Florida money manager Michael Riolo, 37, of Boca Raton, raked in $44 million from investors in a Ponzi scheme, U.S. prosecutors said on Thursday.
From Reuters: Riolo used two companies he owned, Sterling Wentworth Currency Group, Inc and LaSalle International Clearing Corp, to purportedly trade futures contracts in the yen, euro, Swiss franc and other currencies, said a criminal complaint filed in U.S. District Court in south Florida.
He issued “materially false statements” to persuade more than 80 investors to commit at least $44 million from 1999 to 2008, prosecutors said.
Riolo issued monthly statements that falsely reported trading profits and increasing account balances and allegedly distributed more than $29.5 million to investors as a return of principal and profits when most of it came directly from new investors, prosecutors said.
Riolo faces up to 20 years in prison on each count.
For you newbs out there this is a must read:
From The SEC: The Securities and Exchange Commission has charged eight participants in a penny stock manipulation ring that allegedly pumped the market prices of at least four stocks and generated more than $6.2 million in illicit profits when they dumped shares on the market.
The SEC alleges that Pawel Dynkowski, who resided in Newark, Del., carried out the market manipulation schemes with others he met through a penny stock web site InvestorsHub.com, which is operated by Matthew Brown of Aliso Viejo, Calif. Dynkowski, Brown, and other participants in the schemes often timed the manipulative trading to coincide with false or misleading press releases issued by the companies to hype the stock. The four companies were GH3 International, Inc., Asia Global Holdings, Inc., Playstar Corp., and Xtreme Motorsports of California, Inc.
According to the SEC’s complaint, these fraudulent schemes generally followed the same pattern. In 2006 and 2007, Dynkowski and his accomplices received large blocks of shares to sell for the penny stock companies, and they received a portion of the proceeds from those sales. The companies put these shares in nominee accounts that Dynkowski and his accomplices controlled. The defendants pumped the market price of the stocks using wash sales, matched orders and other manipulative trading.

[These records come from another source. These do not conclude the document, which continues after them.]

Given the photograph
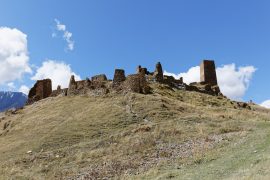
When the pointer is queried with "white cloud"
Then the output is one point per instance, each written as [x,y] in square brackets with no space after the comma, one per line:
[24,89]
[67,36]
[14,60]
[232,81]
[11,86]
[58,72]
[266,104]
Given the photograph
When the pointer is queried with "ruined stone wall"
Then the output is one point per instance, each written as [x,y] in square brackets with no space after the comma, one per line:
[101,77]
[119,77]
[136,83]
[42,89]
[158,74]
[208,72]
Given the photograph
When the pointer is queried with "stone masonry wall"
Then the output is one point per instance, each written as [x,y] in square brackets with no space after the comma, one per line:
[208,72]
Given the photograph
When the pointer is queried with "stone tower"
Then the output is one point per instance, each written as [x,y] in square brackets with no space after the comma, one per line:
[158,74]
[42,89]
[119,76]
[208,72]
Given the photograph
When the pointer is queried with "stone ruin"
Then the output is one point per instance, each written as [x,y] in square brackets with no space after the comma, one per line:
[139,83]
[42,89]
[208,72]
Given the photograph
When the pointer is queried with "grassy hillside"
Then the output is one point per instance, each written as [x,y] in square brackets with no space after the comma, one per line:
[168,134]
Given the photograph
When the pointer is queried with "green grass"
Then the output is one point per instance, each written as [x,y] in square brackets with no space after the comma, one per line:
[168,134]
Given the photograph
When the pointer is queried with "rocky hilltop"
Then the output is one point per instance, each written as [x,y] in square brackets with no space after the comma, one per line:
[140,126]
[9,100]
[138,83]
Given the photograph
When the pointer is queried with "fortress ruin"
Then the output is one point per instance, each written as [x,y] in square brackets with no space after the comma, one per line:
[139,83]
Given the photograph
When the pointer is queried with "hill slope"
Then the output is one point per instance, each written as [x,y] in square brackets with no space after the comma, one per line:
[10,100]
[168,134]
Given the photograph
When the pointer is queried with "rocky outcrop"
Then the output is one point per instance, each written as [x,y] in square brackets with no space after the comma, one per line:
[100,77]
[119,77]
[42,89]
[208,72]
[204,88]
[136,83]
[158,74]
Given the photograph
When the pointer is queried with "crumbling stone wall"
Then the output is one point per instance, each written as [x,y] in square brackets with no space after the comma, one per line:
[208,72]
[119,77]
[137,83]
[42,89]
[100,77]
[158,74]
[142,71]
[59,91]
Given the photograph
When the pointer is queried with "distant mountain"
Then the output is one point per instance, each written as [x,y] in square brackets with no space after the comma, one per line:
[10,100]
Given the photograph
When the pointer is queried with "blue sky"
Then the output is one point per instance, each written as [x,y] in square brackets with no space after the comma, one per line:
[125,33]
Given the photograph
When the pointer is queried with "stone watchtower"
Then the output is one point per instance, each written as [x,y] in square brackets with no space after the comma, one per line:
[208,72]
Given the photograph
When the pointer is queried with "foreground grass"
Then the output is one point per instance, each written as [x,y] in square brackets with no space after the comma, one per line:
[168,134]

After artificially inflating the market price of the stocks, Dynkowski and his accomplices then dumped the shares obtained from the issuers and divided the illicit proceeds.
For example, in the scheme involving Asia Global stock, the SEC alleges that Dynkowski personally saw to it that the manipulative trading was coordinated with misleading press releases from the company, and in some instances he wrote the press releases for Asia Global himself. According to the SEC’s complaint, Dynkowski instructed Brown on Aug. 24, 2006, to have Asia Global issue a press release hyping the company’s second quarter 2006 financial results and to “make it sound ENORMOUS.” On September 1, Asia Global issued a press release claiming that its profits for July 2006 were 745 percent greater than its profits for July 2005. Meanwhile, during that same week, Dynkowski and Brown sold 7.75 million shares from nominee accounts, resulting in illicit profits of more than $1.3 million.

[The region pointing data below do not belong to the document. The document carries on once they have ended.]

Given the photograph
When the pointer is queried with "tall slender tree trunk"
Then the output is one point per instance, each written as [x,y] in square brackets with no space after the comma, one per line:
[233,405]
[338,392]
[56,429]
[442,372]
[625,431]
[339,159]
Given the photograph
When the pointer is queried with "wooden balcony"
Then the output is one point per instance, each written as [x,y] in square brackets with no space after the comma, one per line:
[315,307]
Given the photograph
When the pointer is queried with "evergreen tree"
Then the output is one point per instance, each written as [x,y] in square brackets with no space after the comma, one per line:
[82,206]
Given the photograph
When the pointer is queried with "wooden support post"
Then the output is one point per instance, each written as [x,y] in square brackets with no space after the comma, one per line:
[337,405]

Furthermore, according to the SEC’s complaint, Asia Global issued a press release on Feb. 6, 2007, claiming that its subsidiary had just received a license to produce 104 episodes of “Who Wants to Be a Millionaire” in China. The volume of trading in Asia Global increased by more than 65 percent, and Dynkowski and Brown, through orders submitted to Mangiapane and Riviello, were able to sell approximately 5.5 million shares held in nominee accounts, representing approximately 25 percent of the total volume that day. From February 2 through February 8, Dynkowski and Brown, through orders submitted to Mangiapane and Riviello, sold approximately 24.5 million shares held in nominee accounts, making illegal profits of more than $1.2 million.